Overall, the results of the RE-SCORE registry showed that the external validation of the PRECISE-DAPT score calculated at baseline was barely satisfactory, whereas the performance of the score improved when it was reassessed regularly. These findings support the concept that the risk of bleeding is not static and that the PRECISE-DAPT score can do well in the real world only if the score is recalculated over follow-up. Apart from age and previous spontaneous bleeding, three determinants of the score can fluctuate with time.

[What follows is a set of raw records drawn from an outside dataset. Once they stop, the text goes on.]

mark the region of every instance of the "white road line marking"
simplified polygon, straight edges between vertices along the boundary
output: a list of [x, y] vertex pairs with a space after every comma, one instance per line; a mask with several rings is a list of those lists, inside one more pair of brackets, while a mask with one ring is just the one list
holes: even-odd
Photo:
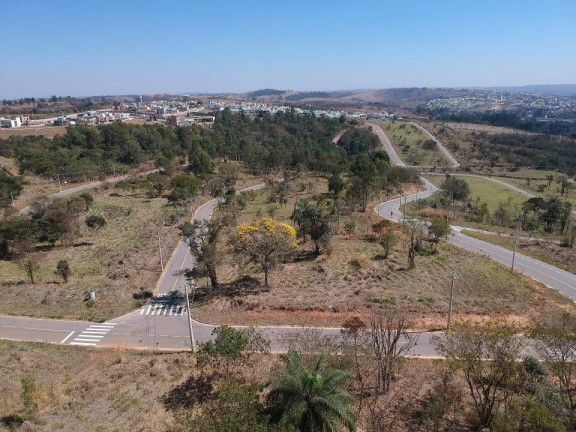
[[84, 330], [82, 333], [105, 335], [108, 332], [107, 331], [98, 331], [98, 330]]
[[144, 308], [140, 309], [140, 315], [144, 314]]
[[100, 339], [84, 339], [84, 338], [76, 338], [74, 342], [100, 342]]
[[103, 338], [104, 336], [106, 335], [99, 333], [86, 333], [86, 332], [83, 332], [81, 335], [78, 335], [78, 337], [91, 337], [91, 338]]
[[70, 334], [68, 336], [66, 336], [64, 339], [62, 339], [62, 342], [60, 342], [60, 343], [66, 342], [70, 338], [70, 336], [72, 336], [74, 333], [76, 333], [76, 331], [70, 332]]
[[70, 342], [70, 345], [83, 345], [83, 346], [95, 346], [95, 343], [85, 343], [85, 342]]
[[113, 329], [114, 327], [107, 325], [91, 325], [89, 328]]
[[172, 305], [170, 308], [170, 313], [168, 315], [172, 315], [174, 313], [174, 309], [176, 309], [176, 305]]
[[152, 309], [152, 305], [148, 306], [148, 310], [146, 311], [146, 315], [150, 313], [150, 309]]
[[176, 315], [181, 315], [182, 314], [182, 306], [178, 306], [178, 311], [176, 312]]

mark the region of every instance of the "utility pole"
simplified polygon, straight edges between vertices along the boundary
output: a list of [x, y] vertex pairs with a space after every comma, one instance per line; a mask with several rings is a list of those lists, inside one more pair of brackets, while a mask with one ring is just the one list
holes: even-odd
[[510, 271], [514, 271], [514, 262], [516, 260], [516, 246], [518, 245], [518, 236], [520, 235], [520, 227], [522, 224], [522, 215], [518, 216], [518, 222], [516, 223], [516, 237], [514, 238], [514, 251], [512, 252], [512, 266]]
[[452, 305], [454, 304], [454, 282], [460, 280], [456, 272], [452, 272], [452, 282], [450, 284], [450, 303], [448, 305], [448, 325], [446, 331], [450, 331], [450, 324], [452, 323]]
[[12, 207], [14, 207], [14, 194], [10, 192], [10, 198], [12, 198]]
[[184, 295], [186, 296], [186, 311], [188, 315], [188, 331], [190, 333], [190, 346], [192, 347], [192, 352], [196, 352], [196, 341], [194, 340], [194, 330], [192, 330], [192, 317], [190, 316], [190, 299], [188, 298], [188, 283], [189, 283], [188, 280], [184, 282]]
[[164, 271], [164, 259], [162, 258], [162, 243], [160, 243], [160, 228], [158, 228], [158, 253], [160, 254], [160, 268]]
[[62, 192], [62, 183], [60, 182], [60, 174], [58, 174], [58, 187], [60, 188], [60, 192]]

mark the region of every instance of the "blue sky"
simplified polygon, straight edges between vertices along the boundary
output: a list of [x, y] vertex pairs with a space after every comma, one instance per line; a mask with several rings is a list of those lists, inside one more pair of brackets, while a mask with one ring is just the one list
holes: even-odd
[[0, 99], [576, 83], [576, 1], [18, 0]]

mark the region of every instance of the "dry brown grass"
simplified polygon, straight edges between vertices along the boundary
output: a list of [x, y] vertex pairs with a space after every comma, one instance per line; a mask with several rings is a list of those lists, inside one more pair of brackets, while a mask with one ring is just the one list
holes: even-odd
[[[74, 245], [34, 252], [41, 267], [37, 283], [29, 283], [16, 261], [0, 261], [0, 313], [105, 320], [138, 307], [132, 294], [141, 288], [153, 289], [160, 275], [158, 254], [150, 253], [157, 251], [157, 228], [165, 251], [177, 242], [176, 227], [164, 224], [173, 208], [164, 198], [119, 196], [113, 189], [93, 193], [88, 214], [104, 216], [107, 225], [99, 231], [82, 225]], [[67, 284], [54, 274], [59, 260], [70, 263]], [[92, 290], [97, 302], [90, 308], [84, 300]]]
[[21, 379], [32, 376], [38, 411], [22, 430], [42, 431], [170, 430], [162, 397], [195, 367], [188, 353], [11, 341], [0, 341], [0, 362], [0, 418], [22, 409]]
[[54, 138], [56, 135], [64, 135], [66, 133], [65, 126], [34, 126], [34, 127], [19, 127], [19, 128], [0, 128], [0, 138], [6, 139], [11, 136], [44, 136], [46, 138]]

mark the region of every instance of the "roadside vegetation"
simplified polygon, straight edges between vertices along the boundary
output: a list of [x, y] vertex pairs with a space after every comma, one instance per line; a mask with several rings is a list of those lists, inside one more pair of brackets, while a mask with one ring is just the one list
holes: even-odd
[[[464, 230], [463, 234], [486, 241], [506, 249], [514, 250], [514, 236], [510, 235], [493, 235], [477, 231]], [[529, 257], [544, 261], [554, 267], [561, 268], [576, 274], [576, 249], [573, 247], [562, 246], [561, 242], [549, 238], [527, 239], [528, 232], [520, 232], [520, 239], [517, 244], [517, 251]]]
[[[573, 430], [574, 315], [529, 327], [459, 323], [408, 358], [419, 335], [385, 309], [351, 317], [338, 337], [304, 329], [287, 354], [253, 329], [222, 326], [190, 353], [141, 353], [0, 341], [6, 430]], [[526, 339], [532, 352], [526, 356]], [[339, 355], [333, 353], [338, 352]]]
[[522, 194], [478, 177], [429, 176], [440, 193], [412, 204], [419, 215], [443, 217], [454, 224], [506, 231], [518, 224], [529, 235], [546, 235], [572, 248], [576, 226], [572, 204], [558, 197], [527, 198]]
[[[402, 229], [371, 211], [346, 207], [345, 195], [330, 217], [334, 198], [328, 185], [325, 178], [300, 175], [223, 205], [215, 220], [233, 215], [232, 226], [262, 218], [291, 224], [298, 248], [270, 272], [266, 289], [262, 270], [241, 264], [233, 253], [234, 229], [224, 230], [217, 242], [218, 289], [207, 275], [197, 275], [194, 316], [228, 324], [334, 326], [353, 314], [396, 305], [412, 313], [412, 326], [442, 328], [453, 271], [462, 278], [455, 308], [462, 318], [528, 322], [544, 311], [572, 307], [542, 285], [445, 243], [445, 219], [435, 219], [430, 228]], [[368, 208], [397, 196], [375, 196]], [[327, 219], [319, 210], [327, 210]]]
[[554, 171], [568, 177], [576, 173], [575, 139], [569, 136], [449, 122], [430, 122], [426, 127], [470, 173], [491, 175], [500, 171], [515, 176], [514, 173], [525, 168]]

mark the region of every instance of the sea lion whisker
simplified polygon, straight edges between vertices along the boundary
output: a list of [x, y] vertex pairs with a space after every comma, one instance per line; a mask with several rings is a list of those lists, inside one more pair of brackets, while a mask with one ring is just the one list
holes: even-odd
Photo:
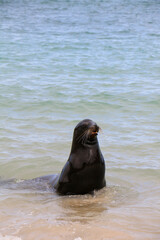
[[82, 144], [84, 144], [85, 139], [86, 139], [86, 132], [85, 132], [85, 134], [84, 134], [84, 135], [82, 136], [82, 138], [81, 138], [81, 142], [82, 142]]
[[[85, 130], [85, 131], [86, 131], [86, 130]], [[77, 140], [78, 140], [83, 134], [85, 134], [85, 131], [82, 132], [82, 134], [77, 137]]]
[[82, 138], [82, 144], [84, 145], [85, 141], [86, 141], [86, 135], [87, 135], [87, 132], [85, 132], [85, 134], [83, 135], [83, 138]]
[[85, 135], [85, 133], [81, 134], [78, 138], [77, 138], [77, 142], [80, 142], [83, 138], [83, 136]]
[[86, 131], [87, 131], [87, 130], [85, 130], [80, 136], [78, 136], [78, 138], [76, 139], [78, 142], [81, 141], [81, 139], [83, 138], [83, 136], [86, 134]]
[[82, 143], [82, 144], [84, 144], [84, 143], [86, 142], [86, 140], [87, 140], [88, 137], [89, 137], [89, 130], [86, 130], [86, 133], [85, 133], [85, 135], [83, 136], [83, 143]]

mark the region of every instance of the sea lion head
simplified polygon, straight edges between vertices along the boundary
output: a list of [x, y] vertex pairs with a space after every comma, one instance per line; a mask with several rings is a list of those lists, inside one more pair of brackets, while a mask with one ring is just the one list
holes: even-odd
[[99, 126], [91, 119], [84, 119], [74, 129], [73, 142], [78, 145], [91, 146], [98, 143]]

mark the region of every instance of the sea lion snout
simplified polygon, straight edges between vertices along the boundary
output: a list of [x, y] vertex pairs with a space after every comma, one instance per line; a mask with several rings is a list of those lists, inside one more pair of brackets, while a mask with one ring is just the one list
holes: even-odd
[[99, 132], [99, 126], [94, 124], [91, 128], [91, 135], [97, 136]]
[[92, 131], [92, 135], [97, 136], [98, 135], [98, 131]]

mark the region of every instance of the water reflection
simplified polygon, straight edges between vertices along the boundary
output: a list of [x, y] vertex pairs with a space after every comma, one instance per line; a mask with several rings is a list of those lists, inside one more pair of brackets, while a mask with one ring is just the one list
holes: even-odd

Creatinine clearance can decrease after PCI, as renal function might progressively deteriorate as a consequence of acute kidney injury [35], post-procedural low-grade inflammation [36], activation of the renin angiotensin aldosterone system [37] or adverse effects of pharmacologic agents (i.e., nonsteroidal anti-inflammatory drugs) [38]. Anemia is a frequent comorbidity in patients with CAD undergoing PCI and is associated with increased morbidity and mortality [11]. Post-procedural anemia might result from the presence of chronic unrecognized bleeding, which might worsen after the initiation of DAPT and, in turn, could increase the future risk of bleeding and mortality [39]. Unfortunately, the presence of a small decline in hemoglobin is often regarded as ‘not severe’ and dismissed [40], and subtle changes in hemoglobin while on DAPT and their correlation with the prognosis have never been previously taken into consideration in the prediction of bleeding in the long term. Finally, white blood cell is an easily obtained surrogate marker of inflammation [41]. The significance of an elevated white blood cell after PCI remains despite the improvements in medical therapy [41]. In fact, the possibility exists that chronic inflammatory responses to stent polymers play a role in the underlying pathophysiology of increased white-blood-cell count [42] and its precursors [43], which have been associated with a poorer long-term outcome [44].

The findings from the RE-SCORE investigators underscore the concept that patients who are given DAPT after PCI are potentially at high risk and therefore require attention and close surveillance over time by clinical and laboratory reassessment [45]. To this end, further studies using other risk score systems are needed to confirm whether the recalculation of bleeding risk yields a better performance.

6. Conclusions

Several risk scores are currently recommended by the guidelines to evaluate bleeding risk and individualize the type and duration of antithrombotic therapy after PCI. In clinical practice, these risk scores are generally assessed at the time of PCI using baseline features and risk factors. Yet, bleeding risk is dynamic and can significantly change over time. This concept is relevant, as the inappropriate estimation of bleeding risk, either at the time of revascularization or subsequent follow-up visits, could lead to erroneous therapeutic management. With this respect, recent findings shed light on a novel predictive strategy that might enhance the proper identification of patients at higher risk of bleeding. The evidence that bleeding scores are dynamic underscores that the estimated risk of bleeding after PCI can change with time and should therefore be regularly reassessed. Frequent evaluation and recalculation of bleeding scores should be implemented in clinical practice to potentially improve the identification of high bleeding patients after PCI.